Limo JFK Traveled In On Morning Of Assassination Sold For $375,000

The last limousine in which former President John F. Kennedy safely traveled prior to his assassination in 1963 sold for $375,000 at a Wednesday auction.

Auctioneers had hoped the 1963 Lincoln Continental that chauffeured the president, first lady Jackie Kennedy, and Texas Gov. John Connally through Fort Worth until they boarded a plane to Dallas would fetch $500,000, according to The Daily Mail.

The white Lincoln, which was not part of Kennedy’s array of security vehicles, had been loaned to Connally by local car dealer Bill Golightly for the presidential visit.

The car was sold to a private customer and eventually bought by Jim Warlick in 2013, who is a collector of presidential memorabilia. After replacing its engine and repainting it, Warlick offered it up at the Bonhams American Presidential Experience auction. The original interior of the car remains intact.

Another Lincoln limousine that Kennedy had used for transport around Washington, D.C., was up for auction Wednesday, but it failed to sell, despite projections between $200,000 and $300,000.

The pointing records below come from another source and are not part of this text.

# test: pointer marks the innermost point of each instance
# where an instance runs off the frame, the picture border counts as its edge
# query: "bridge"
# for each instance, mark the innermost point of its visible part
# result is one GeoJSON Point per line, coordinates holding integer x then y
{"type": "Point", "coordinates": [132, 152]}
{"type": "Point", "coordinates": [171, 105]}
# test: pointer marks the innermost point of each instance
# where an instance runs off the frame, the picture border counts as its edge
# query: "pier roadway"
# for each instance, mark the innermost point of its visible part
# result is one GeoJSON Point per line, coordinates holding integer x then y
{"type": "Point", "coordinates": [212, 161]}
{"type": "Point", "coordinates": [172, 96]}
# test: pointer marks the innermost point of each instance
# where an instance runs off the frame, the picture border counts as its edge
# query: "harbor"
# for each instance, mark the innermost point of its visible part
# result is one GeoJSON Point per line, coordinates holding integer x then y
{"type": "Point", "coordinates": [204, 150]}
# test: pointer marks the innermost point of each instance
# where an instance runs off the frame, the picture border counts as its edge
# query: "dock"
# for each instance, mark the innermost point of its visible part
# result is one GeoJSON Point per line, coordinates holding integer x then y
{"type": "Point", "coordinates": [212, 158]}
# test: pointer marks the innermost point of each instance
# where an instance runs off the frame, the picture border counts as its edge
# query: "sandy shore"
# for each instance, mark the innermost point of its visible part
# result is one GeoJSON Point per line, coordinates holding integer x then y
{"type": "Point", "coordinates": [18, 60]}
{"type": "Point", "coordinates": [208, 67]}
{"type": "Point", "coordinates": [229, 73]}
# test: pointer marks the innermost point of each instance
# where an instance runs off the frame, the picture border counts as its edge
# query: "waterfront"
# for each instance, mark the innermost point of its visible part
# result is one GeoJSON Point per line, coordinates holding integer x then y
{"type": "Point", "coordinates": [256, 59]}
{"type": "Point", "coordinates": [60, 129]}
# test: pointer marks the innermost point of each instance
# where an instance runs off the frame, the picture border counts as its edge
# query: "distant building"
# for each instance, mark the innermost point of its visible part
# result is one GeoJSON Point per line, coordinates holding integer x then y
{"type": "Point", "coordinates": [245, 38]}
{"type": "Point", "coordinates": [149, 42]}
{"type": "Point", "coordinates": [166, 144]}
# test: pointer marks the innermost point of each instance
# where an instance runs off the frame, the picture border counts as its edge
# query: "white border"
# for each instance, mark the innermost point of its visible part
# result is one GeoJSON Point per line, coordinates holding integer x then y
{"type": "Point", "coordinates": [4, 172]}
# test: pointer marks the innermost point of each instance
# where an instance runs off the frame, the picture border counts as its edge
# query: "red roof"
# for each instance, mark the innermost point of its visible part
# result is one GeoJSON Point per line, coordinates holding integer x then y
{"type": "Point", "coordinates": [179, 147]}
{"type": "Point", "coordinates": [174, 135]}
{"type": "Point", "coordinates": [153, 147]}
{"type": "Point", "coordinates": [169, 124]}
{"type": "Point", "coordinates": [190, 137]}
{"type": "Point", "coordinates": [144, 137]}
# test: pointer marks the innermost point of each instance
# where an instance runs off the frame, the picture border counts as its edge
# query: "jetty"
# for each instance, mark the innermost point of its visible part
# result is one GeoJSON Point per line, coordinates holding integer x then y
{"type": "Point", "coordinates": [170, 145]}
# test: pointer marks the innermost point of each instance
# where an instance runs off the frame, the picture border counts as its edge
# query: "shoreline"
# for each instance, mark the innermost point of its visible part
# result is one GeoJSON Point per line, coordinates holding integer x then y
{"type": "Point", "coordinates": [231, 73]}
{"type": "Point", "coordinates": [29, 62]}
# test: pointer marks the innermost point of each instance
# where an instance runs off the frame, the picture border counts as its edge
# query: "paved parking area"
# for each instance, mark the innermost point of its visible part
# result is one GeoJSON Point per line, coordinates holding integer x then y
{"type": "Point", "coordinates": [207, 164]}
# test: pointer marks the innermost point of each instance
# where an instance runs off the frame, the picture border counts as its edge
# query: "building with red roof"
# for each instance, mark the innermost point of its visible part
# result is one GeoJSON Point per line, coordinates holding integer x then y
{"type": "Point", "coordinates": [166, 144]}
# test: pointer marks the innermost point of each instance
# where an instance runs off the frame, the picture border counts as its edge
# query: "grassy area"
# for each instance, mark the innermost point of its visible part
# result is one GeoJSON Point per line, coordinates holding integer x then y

The 1961 Lincoln Continental in which Kennedy was assassinated has a long history. According to Popular Mechanics, the limo was code-named “X-100” and was the most sophisticated presidential limousine ever made. Nevertheless, it was not bullet-resistant until Kennedy had been killed.

As Popular Mechanics reported:

In the aftermath of the Kennedy assassination, the X-100 underwent a redesign that was to cost more than $500,000. When the car returned to Washington on May 11, 1964, it had a new black paint job, improved telecommunications gear, a more powerful engine and flat-proof tires made of rubber-coated aluminum. The gasoline tank had been protected against explosion not by sheathing it in heavy armor, but by filling it with a porous foam matrix that minimized spillage in the event of a tank rupture. A protective cocoon was now formed around the passenger compartment by about 1600 pounds of armor. The three removable tops had given way to a fixed glass roof, costing more than $125,000. The new glass roof consisted of 13 separate pieces, ranging in thickness from 1 in. to 1-13/16 in. The massive rear window alone weighed more than 1500 pounds. At the time, it was the largest piece of curved bullet-resistant glass ever cast.

The car in which Kennedy was shot was used by three presidents after him until it was finally retired in 1977 under President Jimmy Carter. It now resides at the Henry Ford Museum in Dearborn, Michigan.

“The tires were not bulletproof. There was no bulletproof glass. It did have a removable plastic top, but, again, it was just Plexiglas,” said Matt Anderson, curator at the Henry Ford Museum, according to The Daily Mail. “It was no, no bullet resistance in that material. It’s amazing to think of it, but they just didn’t anticipate that kind of problem.”

President Lyndon B. Johnson used the X-100, though he reportedly never liked riding in the car in which his predecessor had been murdered.